«Четырнадцать рабочих расстреляли…» несогласие с государством достигло точки невозврата.
В сюжетном лабиринте «Неуравновешенного века» наметился тупик. И даже когда времена в одночасье переменились, когда «оживали распятые, исчезали великие», Володин в стихах признавался: «Первый раз в жизни / я перестал понимать: / как жить? Что делать? Ради чего?»
На грани исторического перелома, настигшего страну, в пылу демократического взрыва душевный кризис был налицо. Сводить счеты с рухнувшим государством «надобность срочно отпала». А чувство «виноватости без вины» вовсе не смолкло («Виновных я клеймил, ликуя. / Теперь иная полоса…/ Себя виню, себя кляну я…»). В восьмом цикле «И черные мысли к рассвету» чувство личной вины за все казавшиеся раньше пустяковыми «проступки» и «промашки», за все «кляксы на жизни» стало губительно назойливым («Я судьей себе стал, палачом. / Что ни день, то казню себя заново…»). «Копившееся где-то» возмездие пугало своей неотвратимостью.

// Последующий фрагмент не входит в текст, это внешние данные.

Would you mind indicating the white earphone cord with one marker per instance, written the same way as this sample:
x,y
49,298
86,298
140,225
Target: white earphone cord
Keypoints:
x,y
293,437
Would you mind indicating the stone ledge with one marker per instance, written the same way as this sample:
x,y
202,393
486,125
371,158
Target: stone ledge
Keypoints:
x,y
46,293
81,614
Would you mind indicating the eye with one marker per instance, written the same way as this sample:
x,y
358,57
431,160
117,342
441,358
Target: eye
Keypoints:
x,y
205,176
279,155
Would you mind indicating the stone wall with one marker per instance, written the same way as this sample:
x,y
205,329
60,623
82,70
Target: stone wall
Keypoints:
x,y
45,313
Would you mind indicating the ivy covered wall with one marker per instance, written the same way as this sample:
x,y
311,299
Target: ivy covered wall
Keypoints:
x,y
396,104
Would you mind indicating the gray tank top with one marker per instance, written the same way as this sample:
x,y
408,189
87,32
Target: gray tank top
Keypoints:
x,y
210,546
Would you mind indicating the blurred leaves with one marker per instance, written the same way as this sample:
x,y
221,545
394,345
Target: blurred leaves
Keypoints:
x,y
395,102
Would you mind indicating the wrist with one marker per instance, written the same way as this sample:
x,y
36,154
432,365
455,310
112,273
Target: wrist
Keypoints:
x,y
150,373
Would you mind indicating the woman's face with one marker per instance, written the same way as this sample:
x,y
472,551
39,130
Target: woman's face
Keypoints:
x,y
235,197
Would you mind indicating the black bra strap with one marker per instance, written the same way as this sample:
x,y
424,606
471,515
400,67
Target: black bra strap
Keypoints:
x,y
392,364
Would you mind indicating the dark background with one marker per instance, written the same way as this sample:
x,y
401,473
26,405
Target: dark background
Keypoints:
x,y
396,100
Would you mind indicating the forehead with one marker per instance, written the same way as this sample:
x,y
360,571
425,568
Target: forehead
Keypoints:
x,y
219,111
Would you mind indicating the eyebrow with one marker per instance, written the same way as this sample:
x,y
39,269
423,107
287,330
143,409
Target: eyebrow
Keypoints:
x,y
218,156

В девятом цикле «Никогда не пейте с неприятными людьми» была четко декларирована бескомпромиссная позиция:
Отныне ставлю вас в известность,
что без отсрочки, проволочки
я выбыл из игры нечестной.
На этом я поставил точку.
Это тяжкая участь – внутренне наглухо замкнувшись – сохранять себя, свою независимость в обстановке тебе и ненавистной, и уже непонятной. Говорить себе: «Я равнодушию учусь» или «Я от этого в стороне». И автор-персонаж лирического повествования в очередной раз скрывается за образом-маской:
Казалось, жалкой жизни не стерпеть:
тогда уж лучше кувыркнуться с кручи.
Казалось, если несвобода – лучше
совсем не жить. Тогда уж лучше смерть.
Но – самого себя смешной осколок —
живу, бреду, скудея по пути…
Страдания володинского внутреннего человека в пути по запутанному лабиринту «Неуравновешенного века» приобретают типологически значимую окраску. Человек, «без вины виноватый и, так сказать, по законам природы», которому знакомо «наслаждение отчаянием» (по выражению любимого Володиным Достоевского), ищет объяснения своим страданиям в глубинах собственного характера, такого вроде бы родного и на поверку такого непостижимого. Он озабочен «препирательствами между сущностью жизни и суетностью ее», отмеченными еще в рассказе «Стыдно быть несчастливым».
Циклы десятый «И хор слегка похож на стон» и одиннадцатый «Ветры времени нервно дуют» итожат ранее пережитое, возвращаясь как бы по спирали к кодексу прежде затверженных заклинаний. На отдельной строчке неизменно остается свобода: «от мстительных зловещих» и от «любящих, которые проникают в душу, где неладно», от «энергетических вампиров», «левых» и «правых», от общества, в котором «нельзя жить и быть свободным от него»… Свобода – превыше всего, но как ее сохранить, будучи «несвободным от самого себя, глядящего себе в душу».